The Great Escape in Brighton is one of the UK’s best showcases for new artists, but it’s also a chance for the industry to discuss some of the new technologies that could have an impact on those musicians’ careers. Yesterday, the focus was on artificial intelligence (AI) – particularly around AI that can create music or be used as a creative foil by human artists.
Organised by Complete Music Update (CMU) a day of panels kicked off with a spirited session of definitions from the academic world, in the shape of Margaret Boden from the University of Sussex – who has been involved in AI for decades – and Marcus O’Dair from Middlesex University.
Boden stressed the long history of AI. “The excitement at the moment, which is very understandable because AI can do things now it couldn’t do even five years ago… but the ideas, the algorithms if you like, which are doing that were worked out 25 years ago,” she said.
“What’s happened is the computers have got more powerful, more fast, and the storage of data has absolutely rocketed. So things can be done in practice now which they couldn’t be done before, but the theory of how they could be done in principle is at least 25 years old.”
She also provided a useful definition of AI at its broadest level – “trying to get computers to do the sorts of things that human minds do” from translating language and recognising faces in a batch of photographs to playing chess and making music.
Boden also stressed that the history of AI research has been as much about our brains as it has been about the intelligence of algorithms.
“It gives us a way about thinking about how our minds work: what our brain is doing when we do whatever we do… and about what it is for people to have different personalities,” she said.
“What is it that AI has taught us? The most important thing it has taught us is the enormous – and previously totally unrealised – subtlety, richness and power of human minds… it’s taught us a great deal about ourselves. Plus, of course, providing lots of gizmos that have made some people rich. But I don’t care as much about those things!”
Boden was in no doubt that computers can be creative, citing Google’s AlphaGo software, which not only beat the human world-champion at the ancient Chinese board game, but also came up with some moves that humans had never thought to play before.
“If that doesn’t count as creativity, I don’t know what does, because the people who built the system didn’t know about it,” she said, before turning her attention to AIs creating music.
“They can certainly imitate Mozart and Beethoven and produce stuff that some people will mistake initially for Mozart and Beethoven. Whether they can match them? That requires all sorts of subjective judgements,” said Boden. “But I don’t think that creativity is denied to AI.”
O’Dair continued in that vein, based on a report on AI music that he’s publishing soon.
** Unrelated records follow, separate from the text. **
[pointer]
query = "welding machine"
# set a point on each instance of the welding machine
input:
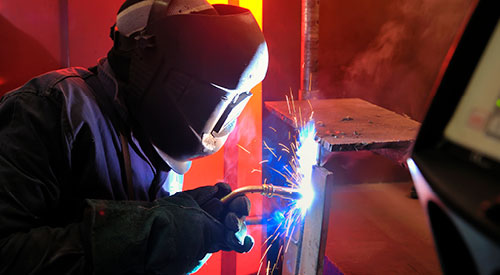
(455, 163)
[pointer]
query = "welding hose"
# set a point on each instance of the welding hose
(267, 190)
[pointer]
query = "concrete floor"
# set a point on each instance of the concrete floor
(375, 228)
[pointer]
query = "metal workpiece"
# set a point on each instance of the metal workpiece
(267, 190)
(306, 250)
(309, 49)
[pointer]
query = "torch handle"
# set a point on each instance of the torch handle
(267, 190)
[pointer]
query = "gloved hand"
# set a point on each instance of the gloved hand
(232, 215)
(168, 236)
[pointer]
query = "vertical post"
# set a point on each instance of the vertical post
(228, 259)
(305, 254)
(309, 49)
(64, 30)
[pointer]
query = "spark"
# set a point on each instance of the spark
(242, 148)
(270, 150)
(302, 153)
(300, 157)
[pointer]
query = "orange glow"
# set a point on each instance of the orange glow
(255, 7)
(217, 2)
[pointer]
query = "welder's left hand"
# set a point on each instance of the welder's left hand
(232, 214)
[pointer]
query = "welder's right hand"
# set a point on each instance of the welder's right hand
(231, 214)
(168, 236)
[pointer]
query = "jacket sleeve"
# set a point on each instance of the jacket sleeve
(31, 161)
(166, 237)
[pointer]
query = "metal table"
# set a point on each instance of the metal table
(351, 124)
(348, 124)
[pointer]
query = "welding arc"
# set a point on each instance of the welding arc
(267, 190)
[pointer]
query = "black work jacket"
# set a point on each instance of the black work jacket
(58, 148)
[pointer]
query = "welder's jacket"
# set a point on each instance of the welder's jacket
(58, 149)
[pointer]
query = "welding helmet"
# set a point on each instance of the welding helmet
(189, 68)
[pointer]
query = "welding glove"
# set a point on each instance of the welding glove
(232, 214)
(168, 236)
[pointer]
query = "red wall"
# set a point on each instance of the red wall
(388, 52)
(40, 35)
(30, 41)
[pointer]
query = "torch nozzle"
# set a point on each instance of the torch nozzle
(267, 190)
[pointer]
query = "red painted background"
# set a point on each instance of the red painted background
(388, 52)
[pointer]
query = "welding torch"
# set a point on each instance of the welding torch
(267, 190)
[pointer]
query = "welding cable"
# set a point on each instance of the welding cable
(267, 190)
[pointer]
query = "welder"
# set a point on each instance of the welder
(84, 153)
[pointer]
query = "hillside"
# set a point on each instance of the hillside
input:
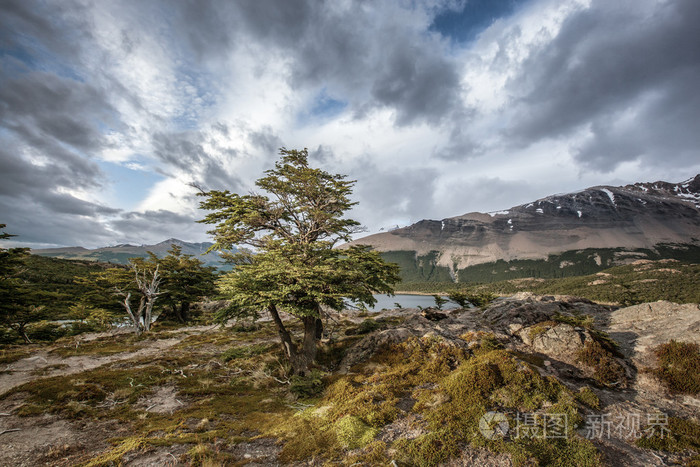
(420, 392)
(560, 235)
(120, 254)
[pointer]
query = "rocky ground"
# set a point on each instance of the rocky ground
(205, 396)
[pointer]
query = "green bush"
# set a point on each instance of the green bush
(679, 366)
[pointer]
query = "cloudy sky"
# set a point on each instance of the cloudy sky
(109, 109)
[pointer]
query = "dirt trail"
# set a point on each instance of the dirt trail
(44, 364)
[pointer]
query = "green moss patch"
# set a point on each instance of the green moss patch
(679, 366)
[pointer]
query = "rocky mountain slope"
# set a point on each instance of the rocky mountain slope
(120, 254)
(632, 220)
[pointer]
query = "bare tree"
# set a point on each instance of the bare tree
(147, 285)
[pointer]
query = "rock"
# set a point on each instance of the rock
(560, 341)
(433, 315)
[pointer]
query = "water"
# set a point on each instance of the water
(408, 301)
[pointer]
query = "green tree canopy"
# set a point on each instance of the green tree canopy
(185, 280)
(16, 307)
(293, 227)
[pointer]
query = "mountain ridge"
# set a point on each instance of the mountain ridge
(121, 253)
(640, 216)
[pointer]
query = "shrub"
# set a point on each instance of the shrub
(679, 366)
(367, 326)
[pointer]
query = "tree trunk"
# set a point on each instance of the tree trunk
(308, 350)
(300, 359)
(184, 314)
(319, 329)
(134, 319)
(287, 344)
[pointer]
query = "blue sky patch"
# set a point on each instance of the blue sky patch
(128, 186)
(325, 107)
(477, 15)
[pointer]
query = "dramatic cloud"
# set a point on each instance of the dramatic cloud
(109, 111)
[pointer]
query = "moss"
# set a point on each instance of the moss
(368, 325)
(114, 456)
(353, 433)
(607, 372)
(671, 434)
(12, 354)
(430, 449)
(540, 328)
(497, 380)
(679, 366)
(587, 397)
(375, 453)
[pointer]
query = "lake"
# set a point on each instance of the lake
(408, 301)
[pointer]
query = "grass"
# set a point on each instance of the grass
(452, 389)
(679, 367)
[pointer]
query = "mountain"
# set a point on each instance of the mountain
(565, 234)
(121, 253)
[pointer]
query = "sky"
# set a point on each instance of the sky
(109, 110)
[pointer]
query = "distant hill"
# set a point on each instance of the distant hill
(557, 236)
(120, 254)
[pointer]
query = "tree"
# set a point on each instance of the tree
(185, 280)
(140, 280)
(439, 301)
(293, 229)
(15, 310)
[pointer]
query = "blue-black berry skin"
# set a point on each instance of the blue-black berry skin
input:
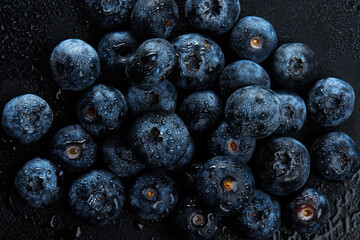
(110, 14)
(160, 139)
(75, 65)
(253, 38)
(293, 112)
(151, 63)
(253, 111)
(335, 156)
(101, 109)
(308, 212)
(240, 74)
(27, 118)
(201, 111)
(39, 182)
(154, 196)
(120, 158)
(224, 185)
(224, 141)
(294, 66)
(160, 97)
(97, 197)
(195, 221)
(282, 165)
(74, 149)
(261, 218)
(199, 62)
(115, 50)
(216, 17)
(331, 101)
(154, 18)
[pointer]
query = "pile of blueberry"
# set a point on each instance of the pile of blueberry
(196, 123)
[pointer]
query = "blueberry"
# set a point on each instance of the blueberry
(101, 109)
(331, 101)
(335, 156)
(201, 111)
(293, 113)
(240, 74)
(154, 18)
(151, 63)
(160, 97)
(253, 111)
(294, 66)
(115, 50)
(224, 185)
(39, 182)
(73, 148)
(282, 165)
(75, 65)
(27, 118)
(199, 62)
(308, 212)
(160, 139)
(97, 197)
(260, 219)
(153, 196)
(253, 38)
(110, 14)
(225, 141)
(195, 221)
(213, 16)
(120, 158)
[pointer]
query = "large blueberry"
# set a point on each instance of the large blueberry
(27, 118)
(101, 110)
(199, 62)
(253, 111)
(335, 156)
(97, 197)
(331, 101)
(253, 38)
(75, 65)
(39, 182)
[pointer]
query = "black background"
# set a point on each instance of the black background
(30, 29)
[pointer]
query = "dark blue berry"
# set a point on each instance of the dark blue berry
(154, 18)
(224, 185)
(199, 62)
(101, 110)
(253, 111)
(213, 16)
(75, 65)
(120, 158)
(335, 156)
(154, 196)
(39, 182)
(160, 139)
(253, 38)
(201, 111)
(261, 218)
(308, 212)
(27, 118)
(97, 197)
(294, 66)
(195, 221)
(74, 149)
(293, 113)
(225, 141)
(160, 97)
(240, 74)
(151, 63)
(331, 101)
(282, 165)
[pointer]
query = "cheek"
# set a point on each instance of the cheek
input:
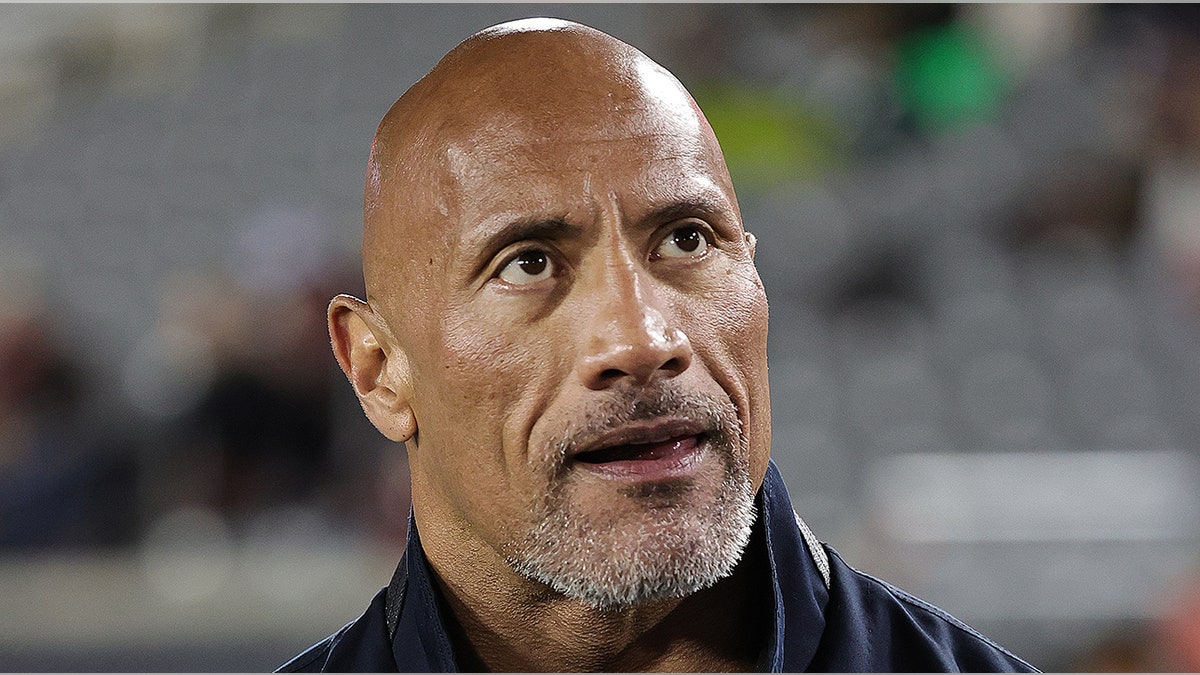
(730, 329)
(486, 376)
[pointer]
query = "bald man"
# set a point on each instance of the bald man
(565, 327)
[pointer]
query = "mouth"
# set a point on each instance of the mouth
(646, 453)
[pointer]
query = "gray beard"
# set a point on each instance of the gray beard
(671, 549)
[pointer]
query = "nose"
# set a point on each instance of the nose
(630, 335)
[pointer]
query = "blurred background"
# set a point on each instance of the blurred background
(979, 231)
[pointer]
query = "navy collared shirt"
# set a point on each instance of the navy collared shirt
(828, 616)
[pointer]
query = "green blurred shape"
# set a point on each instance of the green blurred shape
(768, 139)
(945, 78)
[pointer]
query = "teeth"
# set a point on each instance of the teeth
(631, 452)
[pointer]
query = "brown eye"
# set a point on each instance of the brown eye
(527, 267)
(683, 242)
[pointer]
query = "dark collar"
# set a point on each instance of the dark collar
(796, 566)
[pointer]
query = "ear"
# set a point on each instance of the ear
(377, 369)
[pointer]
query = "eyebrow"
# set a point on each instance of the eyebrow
(700, 204)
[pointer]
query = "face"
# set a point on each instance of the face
(585, 334)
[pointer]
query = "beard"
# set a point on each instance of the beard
(660, 541)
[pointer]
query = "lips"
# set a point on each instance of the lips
(646, 453)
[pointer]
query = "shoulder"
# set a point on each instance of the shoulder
(313, 658)
(871, 625)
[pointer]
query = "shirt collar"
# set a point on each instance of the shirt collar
(798, 589)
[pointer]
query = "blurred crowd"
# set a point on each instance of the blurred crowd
(979, 230)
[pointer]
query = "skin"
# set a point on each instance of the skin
(478, 369)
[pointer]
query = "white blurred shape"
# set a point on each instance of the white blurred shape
(187, 555)
(168, 371)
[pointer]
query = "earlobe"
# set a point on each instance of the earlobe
(377, 368)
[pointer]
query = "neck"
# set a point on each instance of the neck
(505, 622)
(711, 631)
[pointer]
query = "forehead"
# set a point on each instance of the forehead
(642, 147)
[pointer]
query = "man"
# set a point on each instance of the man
(565, 326)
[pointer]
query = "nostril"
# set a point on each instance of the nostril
(611, 374)
(675, 365)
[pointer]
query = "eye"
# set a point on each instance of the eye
(527, 267)
(687, 242)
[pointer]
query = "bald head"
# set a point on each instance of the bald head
(511, 84)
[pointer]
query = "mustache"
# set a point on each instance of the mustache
(715, 414)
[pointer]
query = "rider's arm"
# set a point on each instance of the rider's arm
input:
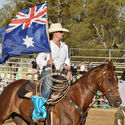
(42, 59)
He also stressed the three different categories of this technology: AIs that are composing music; AIs that are working with humans to co-compose; and AIs that can remix or adapt existing music for a specific purpose.
He added that the most radical category – AIs composing music – is far from science-fiction. “I’ve been in the room where people played two tracks: one’s from an AI and one’s from a human. And people couldn’t tell the difference,” said O’Dair. “I don’t think that means an AI is going to write Beethoven’s Fifth tomorrow, but for cases like library music… that is certainly interesting.”
Their panel ended with Boden giving short shrift to fears around the development of ‘artificial general intelligence’ – AI that can think, learn and reason like a human across all areas, rather than one specific task (like Go or music).
“I wouldn’t be surprised if we never got there, and certainly don’t think we’ll get there within this century,” she said. “Artificial general intelligence? We haven’t got it, we’re nowhere near getting it, and I don’t expect that anybody sitting in this room – most of whom are very very much younger than me! – will ever see it. I’d be amazed.”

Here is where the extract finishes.